Even when I help myself, I fuck it up.
The shell traps and clogs the new scum beneath. It backs into his body. A fever boils through him. Can I die this way? The thought brings an image of police breaking in to find the juiciest and grossest corpse of their careers. He pictures the funeral where his few loved ones pretend respect for a man who poisoned himself with his own gunk. The last speaker is the tape recorder, talking from its gloppy white pile on the podium. “I tried.

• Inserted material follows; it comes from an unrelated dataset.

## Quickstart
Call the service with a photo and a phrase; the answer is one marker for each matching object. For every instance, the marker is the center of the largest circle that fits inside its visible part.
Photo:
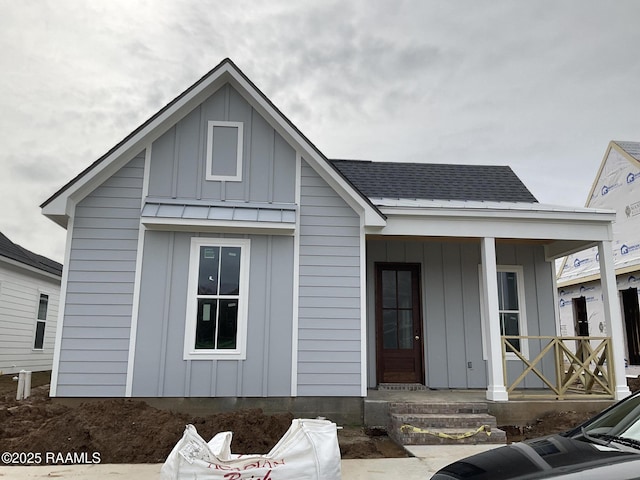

Making myself sicker should have helped me to purge, not wallow. Maybe I really am the piece of shit I always knew I was.”
A hatred for his distant self burns hotter than his fever. He tenses the muscles around the patches, forcing the gunk out. He strains harder with every breath, but rips his skin instead of the shell. With every pulse, he forces his blood and slime against the shell until it cracks through. Owen thrashes until he falls over, splitting the rest open. The shower’s hot water cooks his opened wounds. But as he stands up and the last of the mucus drains from his body, taking the patches with it, he feels lighter by half of his weight. His shell lies crumbling on the shower floor. No buzzes rise to his mind.
Owen dries his blood off. He opens the medicine cabinet again and sees a bag of gauze, roll of tape, and bottle of rubbing alcohol. He packs and patches his wounds, then checks his clock again. 8:15.
He knots his tie with a smile.

Edmund Colell's work has appeared in, or will be appearing in Verbicide, Legumeman, New Flesh, Christmas on Crack, Amazing Stories of the Flying Spaghetti Monster, Bizarro Central, and Screaming Orgasms of Bizarro Love.

Copyright 2013 Edmund Colell


Alan M. Clark said...

I like this! I've puked tears many times, and I've got that same goddamn tape recorder.

G. Arthur Brown said...

Sadly, tears are one of the easier things to puke.